Vote on PEP 308: Ternary Operator
Beni Cherniavsky
cben at techunix.technion.ac.il
Mon Mar 3 03:49:38 EST 2003
On 2003-03-02, Anders Hammarquist wrote:
> Hmm, there was the Q option (fill-in). So if nothing else, you can always
> come up with 3 randomly horrendous syntaxes, and then reject those three.

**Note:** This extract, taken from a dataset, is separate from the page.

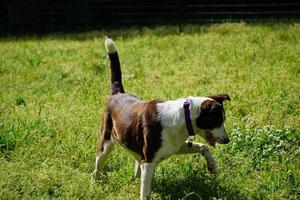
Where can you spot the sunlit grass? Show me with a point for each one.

> Of course, you also have to just how horrendous you syntax is...
>
Hey, that's easy <wink>:
$$
x_\lambda =
\begin{cases}
x & \text{if $\lambda$ is an eigenvalue;}\\
-x & \text{if $-\lambda$ is an eigenvalue;}\\
0 & \text{otherwise.}
\end{cases}
$$
http://www.math.harvard.edu/texman/node26.html#SECTION00089000000000000000
As long as you keep the TeX flavour, it's still unacceptably
unpythonic. E.g.:
x[l] = cases { x if eigenvalue(l),
-x if eigenvalue(-1),
0 otherwise }
Oops, wait, that's not that bad :-). The ``cases`` keyword can be
omitted and the braces should perhaps become parentheses...
To make it horrendously unaceptable (but readable, after all I'm
mimicing math notation), let's do ascii art <;->:
x[l] = / x if eigenvalue(l),
| -x if eigenvalue(-1),
\ 0 otherwise
(there is variable number of ``|`` lines; you can't go lower than two
options, since then the construct is redudant).
--
Beni Cherniavsky <cben at tx.technion.ac.il>
True elegance has negative overhead so it isn't subject to tradeoffs.